Hanaé sentit une vague d'émotions déferler dans sa poitrine face à cet élan de générosité. Les yeux embués, elle voulu rétorquer mais déjà la Garde se rapprochait. Encerclé par les Grizzlins, Fibber n'avait plus aucune échappatoire. Sans réfléchir une seconde de plus, Hanaé se jeta sur son compagnon, arracha la fiole de son cou et la versa dans sa gueule. Abasourdi, le félin lui adressa un dernier regard d'étonnement avant de disparaître dans des volutes de fumée rousse qui scintillèrent quelques instants avant de s'évanouir dans les airs.
Un silence résonna ensuite dans la forêt qui se glaça d'effroi devant l'apparition de Moréna, furibonde.
La sorcière se figea en voyant sa fleur entre les mains d'Hanaé. Elle s'approcha lentement d'elle, la menaçant de son regard flamboyant.
Hanaé ferma les yeux et sentit un courant d'air caresser ses longs cheveux bouclés. Le vent soufflait à ses oreilles des mots étouffés. Elle rouvrit les yeux et effeuilla la Pivoine sacrée.

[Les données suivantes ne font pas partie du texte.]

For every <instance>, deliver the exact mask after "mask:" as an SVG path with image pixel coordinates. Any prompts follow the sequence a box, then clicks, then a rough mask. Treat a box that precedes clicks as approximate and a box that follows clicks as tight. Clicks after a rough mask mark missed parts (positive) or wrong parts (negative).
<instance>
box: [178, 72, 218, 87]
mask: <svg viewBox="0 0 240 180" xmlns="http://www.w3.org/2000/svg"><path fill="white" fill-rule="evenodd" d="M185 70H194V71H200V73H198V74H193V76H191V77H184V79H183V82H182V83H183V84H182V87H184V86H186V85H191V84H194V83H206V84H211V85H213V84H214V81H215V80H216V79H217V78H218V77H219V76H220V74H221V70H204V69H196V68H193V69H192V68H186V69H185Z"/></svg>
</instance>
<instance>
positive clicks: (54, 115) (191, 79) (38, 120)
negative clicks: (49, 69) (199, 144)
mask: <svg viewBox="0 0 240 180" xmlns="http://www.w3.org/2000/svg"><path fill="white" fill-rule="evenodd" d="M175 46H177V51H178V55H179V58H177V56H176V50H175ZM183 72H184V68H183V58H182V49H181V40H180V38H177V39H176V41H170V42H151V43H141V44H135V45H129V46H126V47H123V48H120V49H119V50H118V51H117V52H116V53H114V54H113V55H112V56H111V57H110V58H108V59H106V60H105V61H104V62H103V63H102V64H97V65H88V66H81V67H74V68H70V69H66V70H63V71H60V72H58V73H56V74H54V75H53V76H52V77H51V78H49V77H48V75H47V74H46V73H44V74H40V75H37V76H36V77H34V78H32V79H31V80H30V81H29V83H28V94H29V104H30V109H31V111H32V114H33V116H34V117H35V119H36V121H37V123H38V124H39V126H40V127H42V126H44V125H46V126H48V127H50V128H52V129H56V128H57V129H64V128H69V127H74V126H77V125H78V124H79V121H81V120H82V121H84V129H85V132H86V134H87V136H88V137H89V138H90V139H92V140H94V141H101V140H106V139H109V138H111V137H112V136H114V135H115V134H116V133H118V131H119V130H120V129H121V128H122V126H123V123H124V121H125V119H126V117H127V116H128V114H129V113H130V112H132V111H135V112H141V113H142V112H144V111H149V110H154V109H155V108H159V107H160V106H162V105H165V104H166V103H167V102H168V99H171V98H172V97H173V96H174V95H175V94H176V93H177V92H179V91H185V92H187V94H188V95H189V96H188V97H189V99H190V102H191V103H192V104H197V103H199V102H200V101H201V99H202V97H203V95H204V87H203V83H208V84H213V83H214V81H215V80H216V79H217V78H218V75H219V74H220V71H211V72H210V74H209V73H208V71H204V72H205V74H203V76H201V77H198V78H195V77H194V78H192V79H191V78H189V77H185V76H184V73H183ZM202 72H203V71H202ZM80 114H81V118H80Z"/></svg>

- Nooooon !! vociféra Moréna.
Hanaé arracha le dernier pétale, libérant le joyau rouge qui s'éleva dans le ciel et darda ses rayons lumineux sur les êtres maléfiques, les perçant en plein cœur. Les hurlements des créatures ailés retentirent tandis qu'une lueur écarlate tapissait toute la forêt. Dans un dernier flash aveuglant, les silhouettes s'écroulèrent et le rubis disparut.